"Then 1953 came. As we were sitting here in the garden - there used to be a big pear tree here - we wer served an eviction order at five PM, and at six the next morning a truck full of militiamen arrived and they took us to Potvorov, sixty kilometres away from Plzeň. What they didn't steal on the way, they broke when they threw it off the truck. Three pieces were left from the living room. There used to be my mother's Petrov grand piano where the TV is; they rocked it and knocked it off the truck. Really, what they didn't steal - paintings and what not - they smashed when they threw it off the trucks. I went to a technical high school, my dad worked as a warehouseman at ČSAO (car repair shop), and we had to get up at three AM because the train stop was almost 45 minutes away from Potvorov. When the creek below the railway line overflowed in the autumn, we took our shoes off, tucked up our skirts and trousers, and crossed it."

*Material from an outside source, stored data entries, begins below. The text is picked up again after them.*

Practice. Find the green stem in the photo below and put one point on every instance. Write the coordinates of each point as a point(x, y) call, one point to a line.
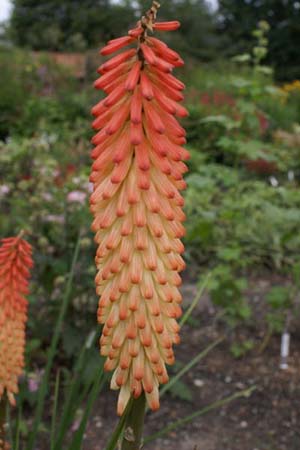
point(133, 432)
point(3, 408)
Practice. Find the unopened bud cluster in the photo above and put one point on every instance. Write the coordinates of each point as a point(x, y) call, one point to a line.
point(137, 175)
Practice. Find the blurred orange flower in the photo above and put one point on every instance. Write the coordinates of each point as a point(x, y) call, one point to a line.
point(15, 262)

"My mother told me: 'We were friends with the Germans, life was good. But when Hitler came, I was even scared to go shopping; they would break our windows with stones. When the borderland was occupied, we couldn't even get back; people were fleeing with rucksacks.' Dad got a car, so we drove here and stayed with grandma at the farm in Božkov because there were tenants here. Then air raids started and half the people in our street would hide at our place because our cellar was supported with struts or what it is called, like they have in mines. There was shooting and bombs hit the Kolešovka hillside above Božkov, because the Germans had their flak there, and our entire house would shake."
"My grandfather was the mayor of Božkov for thirty years. His obituary said: 'When a young progressive peasant took over as the mayor, the first thing he did was build a road from Plzeň to Božkov and plant it with lime trees.' Until then, Božkov had no real road. Then he started to build a road from Božkov to Letkov, but the swift Letkovský brook, the little trickle near the chapel, tore it down. He had the stream canalised, built a road, and finally connected everything with a bridge across the Úslava River. The bridge was there until the 1980s when it was demolished and a new one was built. He also had a school built. It was the first school in Božkov, it is still there today; it served as a national committee and library and now it is empty."
Persecution by the regime took our self-confidence
Eugenie Kubalíková, née Saková, was born in Plzeň on 28 October 1935. Her grandfather Petr Egermaier served as the mayor of Božkov, which was later annexed to Plzeň, for 28 years. Eugenie‘s father Jindřich Sak was a criminal police inspector in Planá before the war, and the family had to flee to relatives in Božkov after the occupation of the Sudetenland in 1939. As a member of the Social Democrats, he did not agree with the party‘s merger with the Communist Party of Czechoslovakia after 1948, which is why he was demoted. As a result, the Saks were in the ruling regime‘s sights and were also aggravated by neighbours‘ denunciation. Due to this, Eugenie‘s mother Anna Saková was put on trial for allegedly „swearing at the Communists“. In 1953, the Saks were evicted from their house, likely as part of Project B (for ‚bourgeoisie‘) and not allowed to return until after three years. The witness was not allowed to go to university for cadre reasons, but having graduated from a high school of mechanical engineering she joined the locomotive works of Škoda where she found nice colleagues and interesting work.